Don't pay for "AI" features that are just template autofill. Ask the vendor: "Can the system handle a customer who says 'I think it's a 2022 RAV4 with the camera in the windshield' and figure out which part?" If the demo answer is "we ask the customer to confirm trim", it's not really AI quoting.
Don't buy a tool that won't push directly to Lynx Glaxis. Manual reassignment adds 8 to 12 minutes per insurance job and your CSR will hate you.
FAQ
How much does AI quoting actually save per job? In our shop's test, average quote time dropped from 9 minutes to 2.5. At 40 quotes a week, that's 4 hours of CSR time, which at $22/hr loaded is $88/week or $4,576/year.
Does insurance recognize AI-generated quotes? The quote itself is just data. Lynx and Safelite care about the assignment format and NAGS part numbers, not who typed them. As long as the EDI feed is clean, the source doesn't matter.
Will an AI quoter handle my fleet accounts? Most don't. Fleet pricing usually runs on contract sheets, not NAGS retail. GlassBiller and Quest handle this; the rest don't.
How long until a new CSR is productive on these tools? Plan on 2 weeks for GlassBiller and Quest, 4 days for MyGlassTruck and Jobber.
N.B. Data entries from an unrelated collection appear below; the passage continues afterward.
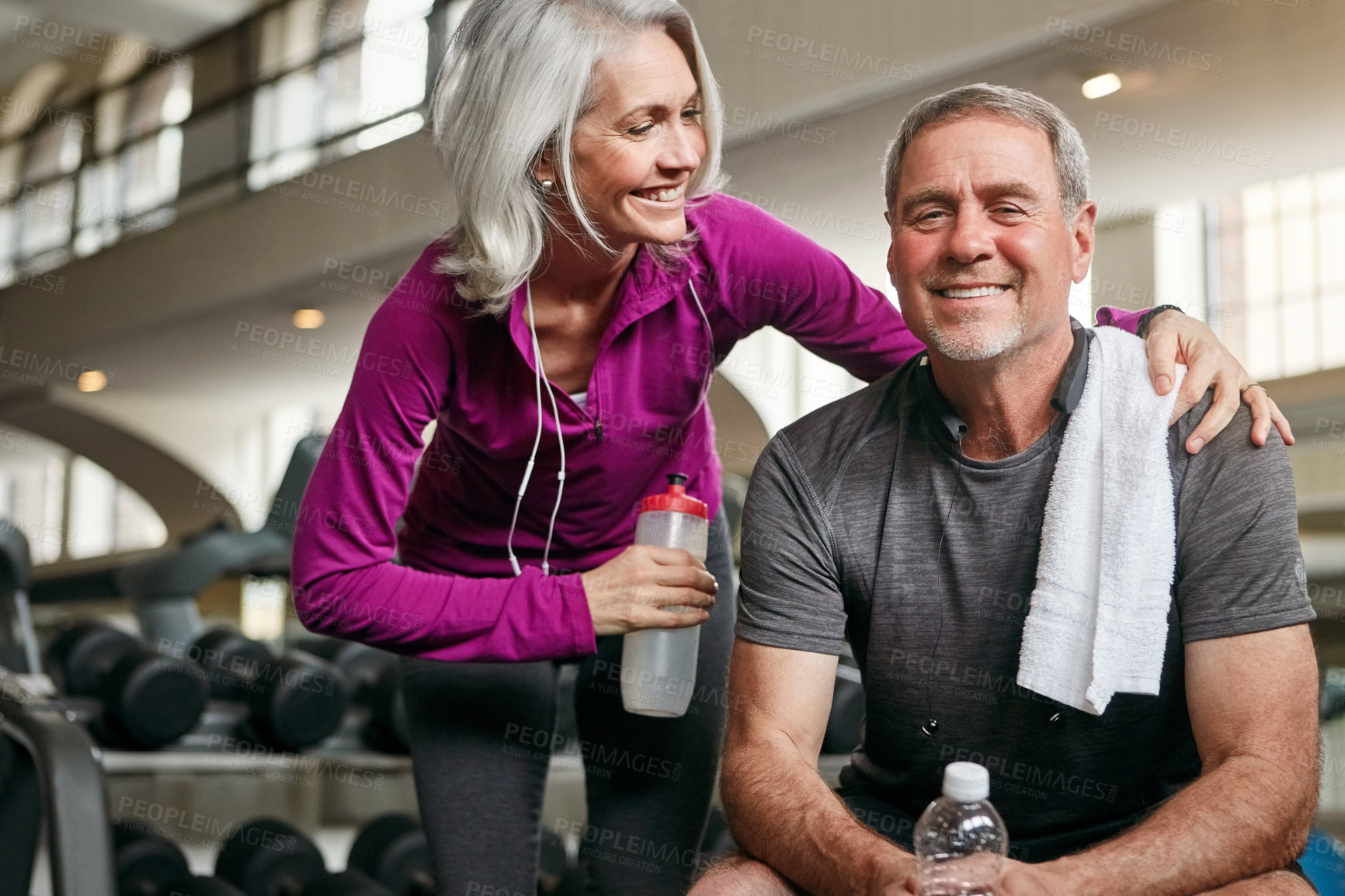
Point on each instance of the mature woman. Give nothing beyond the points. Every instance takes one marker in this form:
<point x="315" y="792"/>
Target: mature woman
<point x="592" y="282"/>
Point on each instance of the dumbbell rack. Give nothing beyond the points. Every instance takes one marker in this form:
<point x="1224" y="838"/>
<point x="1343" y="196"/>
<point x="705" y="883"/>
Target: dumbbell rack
<point x="73" y="773"/>
<point x="75" y="798"/>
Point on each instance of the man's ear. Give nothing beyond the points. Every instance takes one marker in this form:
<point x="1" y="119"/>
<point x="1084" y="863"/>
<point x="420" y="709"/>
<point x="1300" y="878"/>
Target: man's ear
<point x="1083" y="238"/>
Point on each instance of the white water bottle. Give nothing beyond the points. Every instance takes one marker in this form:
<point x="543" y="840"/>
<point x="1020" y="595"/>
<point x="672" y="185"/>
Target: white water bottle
<point x="961" y="841"/>
<point x="658" y="665"/>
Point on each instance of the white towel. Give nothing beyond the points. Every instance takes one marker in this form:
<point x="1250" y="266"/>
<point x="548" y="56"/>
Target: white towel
<point x="1098" y="619"/>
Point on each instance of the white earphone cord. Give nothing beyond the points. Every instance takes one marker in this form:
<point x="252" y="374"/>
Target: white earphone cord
<point x="556" y="415"/>
<point x="537" y="440"/>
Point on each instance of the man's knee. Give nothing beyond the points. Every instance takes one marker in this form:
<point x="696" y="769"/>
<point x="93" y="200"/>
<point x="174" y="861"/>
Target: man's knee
<point x="1271" y="884"/>
<point x="740" y="875"/>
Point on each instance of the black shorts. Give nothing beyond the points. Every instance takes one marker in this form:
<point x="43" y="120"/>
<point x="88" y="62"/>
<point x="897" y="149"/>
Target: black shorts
<point x="898" y="826"/>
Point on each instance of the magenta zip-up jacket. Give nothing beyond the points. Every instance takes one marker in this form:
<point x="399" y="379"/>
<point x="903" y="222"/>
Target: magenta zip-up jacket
<point x="451" y="594"/>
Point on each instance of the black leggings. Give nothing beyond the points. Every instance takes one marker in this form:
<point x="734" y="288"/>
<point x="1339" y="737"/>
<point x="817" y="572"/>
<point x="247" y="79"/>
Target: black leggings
<point x="481" y="738"/>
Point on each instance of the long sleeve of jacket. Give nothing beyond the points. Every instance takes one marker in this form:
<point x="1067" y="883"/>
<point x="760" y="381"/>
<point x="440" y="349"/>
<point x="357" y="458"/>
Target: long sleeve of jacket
<point x="345" y="578"/>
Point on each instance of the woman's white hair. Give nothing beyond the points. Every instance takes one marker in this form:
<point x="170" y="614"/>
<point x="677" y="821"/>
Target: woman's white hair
<point x="516" y="80"/>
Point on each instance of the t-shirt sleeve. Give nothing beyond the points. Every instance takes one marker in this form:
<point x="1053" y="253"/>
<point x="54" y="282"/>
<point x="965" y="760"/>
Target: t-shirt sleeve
<point x="1239" y="564"/>
<point x="790" y="592"/>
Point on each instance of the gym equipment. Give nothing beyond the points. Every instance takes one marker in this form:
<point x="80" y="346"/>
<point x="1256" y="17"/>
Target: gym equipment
<point x="200" y="887"/>
<point x="268" y="857"/>
<point x="347" y="883"/>
<point x="376" y="686"/>
<point x="845" y="723"/>
<point x="54" y="780"/>
<point x="18" y="639"/>
<point x="295" y="701"/>
<point x="148" y="700"/>
<point x="393" y="850"/>
<point x="147" y="861"/>
<point x="163" y="589"/>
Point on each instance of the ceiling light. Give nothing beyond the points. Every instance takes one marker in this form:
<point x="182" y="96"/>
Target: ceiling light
<point x="92" y="381"/>
<point x="1102" y="85"/>
<point x="308" y="319"/>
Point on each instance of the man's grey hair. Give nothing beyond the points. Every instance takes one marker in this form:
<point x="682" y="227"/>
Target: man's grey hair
<point x="994" y="100"/>
<point x="516" y="80"/>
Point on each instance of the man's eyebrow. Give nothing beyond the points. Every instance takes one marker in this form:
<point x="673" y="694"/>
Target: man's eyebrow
<point x="1016" y="189"/>
<point x="923" y="196"/>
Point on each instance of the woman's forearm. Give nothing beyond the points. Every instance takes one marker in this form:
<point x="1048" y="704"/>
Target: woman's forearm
<point x="446" y="616"/>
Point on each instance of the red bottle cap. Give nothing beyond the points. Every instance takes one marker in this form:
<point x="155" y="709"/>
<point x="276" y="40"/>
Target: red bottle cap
<point x="677" y="499"/>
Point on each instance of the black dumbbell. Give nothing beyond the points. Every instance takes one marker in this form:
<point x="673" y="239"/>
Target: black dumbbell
<point x="393" y="850"/>
<point x="148" y="700"/>
<point x="200" y="887"/>
<point x="347" y="883"/>
<point x="295" y="701"/>
<point x="268" y="857"/>
<point x="376" y="685"/>
<point x="145" y="860"/>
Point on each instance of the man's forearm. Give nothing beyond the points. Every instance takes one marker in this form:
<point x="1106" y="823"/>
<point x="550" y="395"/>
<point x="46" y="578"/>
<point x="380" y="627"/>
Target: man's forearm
<point x="786" y="815"/>
<point x="1244" y="818"/>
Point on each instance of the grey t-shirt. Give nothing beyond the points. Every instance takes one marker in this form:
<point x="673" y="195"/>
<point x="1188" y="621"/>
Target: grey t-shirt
<point x="865" y="523"/>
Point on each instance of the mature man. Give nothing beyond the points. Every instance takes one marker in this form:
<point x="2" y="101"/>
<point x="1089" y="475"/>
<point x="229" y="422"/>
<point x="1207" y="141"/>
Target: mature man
<point x="908" y="519"/>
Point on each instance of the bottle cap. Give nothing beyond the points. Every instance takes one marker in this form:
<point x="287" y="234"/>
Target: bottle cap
<point x="966" y="782"/>
<point x="676" y="499"/>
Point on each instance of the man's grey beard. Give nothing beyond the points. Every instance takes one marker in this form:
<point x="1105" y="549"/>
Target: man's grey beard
<point x="973" y="343"/>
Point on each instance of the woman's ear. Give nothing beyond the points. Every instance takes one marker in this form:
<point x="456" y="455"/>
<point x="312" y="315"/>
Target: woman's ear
<point x="544" y="171"/>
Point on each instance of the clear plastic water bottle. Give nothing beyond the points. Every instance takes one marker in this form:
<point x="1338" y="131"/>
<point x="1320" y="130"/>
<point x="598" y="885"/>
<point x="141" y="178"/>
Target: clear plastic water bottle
<point x="961" y="841"/>
<point x="658" y="665"/>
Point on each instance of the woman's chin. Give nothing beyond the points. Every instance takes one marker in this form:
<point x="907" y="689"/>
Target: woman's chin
<point x="665" y="236"/>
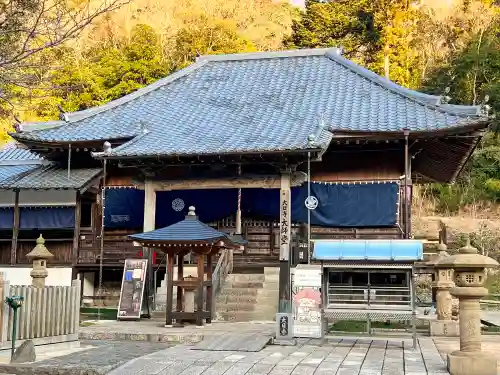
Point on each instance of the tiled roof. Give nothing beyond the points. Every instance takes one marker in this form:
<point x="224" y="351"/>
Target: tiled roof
<point x="189" y="229"/>
<point x="11" y="154"/>
<point x="50" y="177"/>
<point x="10" y="172"/>
<point x="256" y="103"/>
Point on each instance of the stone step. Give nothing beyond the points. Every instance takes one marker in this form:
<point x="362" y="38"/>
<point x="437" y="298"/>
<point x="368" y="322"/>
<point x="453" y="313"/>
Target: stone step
<point x="242" y="285"/>
<point x="239" y="292"/>
<point x="241" y="277"/>
<point x="243" y="316"/>
<point x="267" y="292"/>
<point x="247" y="299"/>
<point x="272" y="277"/>
<point x="222" y="299"/>
<point x="271" y="271"/>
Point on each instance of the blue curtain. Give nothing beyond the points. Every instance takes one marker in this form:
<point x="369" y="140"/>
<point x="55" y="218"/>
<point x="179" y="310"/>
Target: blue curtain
<point x="125" y="207"/>
<point x="340" y="205"/>
<point x="6" y="218"/>
<point x="39" y="218"/>
<point x="210" y="204"/>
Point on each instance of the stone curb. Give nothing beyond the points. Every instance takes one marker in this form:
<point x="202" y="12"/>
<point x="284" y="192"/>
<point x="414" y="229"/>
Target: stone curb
<point x="33" y="369"/>
<point x="150" y="337"/>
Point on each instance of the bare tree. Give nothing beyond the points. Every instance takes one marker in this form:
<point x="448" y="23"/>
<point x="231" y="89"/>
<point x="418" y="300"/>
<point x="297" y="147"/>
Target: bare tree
<point x="28" y="27"/>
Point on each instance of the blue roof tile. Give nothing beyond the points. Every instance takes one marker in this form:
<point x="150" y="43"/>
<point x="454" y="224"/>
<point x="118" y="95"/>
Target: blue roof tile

What's the lowest-risk first move? If you're doing under $50K/mo in revenue, MyGlassTruck. Over $50K, GlassBiller. Over $200K with heavy ADAS work, Quest.
Pick by your bay count and calibration mix. Solo mobile: MyGlassTruck. 2 to 8 bays with mixed retail and insurance: GlassBiller. Calibration-heavy shop or multi-location: Quest. Don't over-buy.